School body with both grade school and high school education

A unified school district (in the states of Arizona, California, Kansas and Oregon) or unit school district (in Illinois), in the United States of America, is a school district that generally includes and operates both primary schools (kindergarten through middle school or junior high) and high schools (grades 9–12) under the same district control.

This distinction is predominant in states where elementary school districts and high school districts are, or were, generally separate. The Los Angeles Unified School District is a major example of a unified school district in California. In California and Illinois, and possibly other states, unified or unit school districts are not the same as consolidated or union school districts, which are generally formed by the consolidation of multiple school districts of the same type.

In Kansas, the unified school districts developed after legislation was passed in 1962 that was intended to reduce the number of rural school districts. After the law's passage, the number of districts in Kansas dropped dramatically. In 1947, there were over 3,000 districts. After the unification law and establishment of unified school districts, their number dropped to under 400.

In Arizona, unified school districts elect 5 school board members. Common school districts have elected boards consisting of 3 members.
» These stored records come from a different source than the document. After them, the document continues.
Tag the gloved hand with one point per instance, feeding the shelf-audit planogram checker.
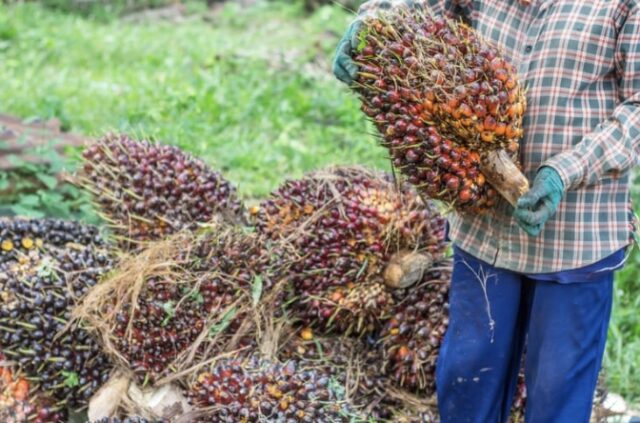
(536, 206)
(344, 68)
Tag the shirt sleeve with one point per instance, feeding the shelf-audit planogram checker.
(614, 146)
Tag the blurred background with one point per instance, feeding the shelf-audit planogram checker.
(246, 85)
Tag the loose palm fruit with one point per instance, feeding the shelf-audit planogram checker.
(19, 237)
(256, 390)
(147, 191)
(441, 97)
(354, 363)
(158, 302)
(20, 403)
(63, 363)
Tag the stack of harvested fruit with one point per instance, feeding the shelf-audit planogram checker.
(447, 104)
(346, 225)
(47, 267)
(350, 261)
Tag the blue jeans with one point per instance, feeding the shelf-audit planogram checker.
(563, 317)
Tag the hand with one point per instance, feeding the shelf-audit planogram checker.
(344, 68)
(536, 206)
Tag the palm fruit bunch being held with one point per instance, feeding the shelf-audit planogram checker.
(447, 104)
(254, 390)
(178, 300)
(39, 292)
(346, 225)
(353, 363)
(411, 338)
(147, 191)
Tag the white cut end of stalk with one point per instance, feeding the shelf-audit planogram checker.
(105, 402)
(167, 401)
(503, 174)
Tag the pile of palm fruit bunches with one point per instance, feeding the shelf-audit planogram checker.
(442, 99)
(325, 302)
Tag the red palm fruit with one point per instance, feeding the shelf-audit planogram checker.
(147, 191)
(347, 224)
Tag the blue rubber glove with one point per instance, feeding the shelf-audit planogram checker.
(344, 68)
(536, 206)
==Distinct uses of the term==
Some states use the term "unified school district" to refer to different characteristics. For example:
- In Connecticut, a unified school district is a statewide school district serving students under the jurisdiction of a particular state department:
  - Unified School District #1 is under the Connecticut Department of Correction.
  - Unified School District #2 is under the Connecticut Department of Children and Families.
  - Unified School District #3 is under the Department of Developmental Services.
- In Vermont, a unified school district is a type of union school district, in which "the town school districts (and school boards) are abolished and representatives from the former districts are elected to form one school board."
- In Wisconsin, a unified school district is one type of school district. Its school board has "the powers and duties of the school board and annual meeting in a common school district."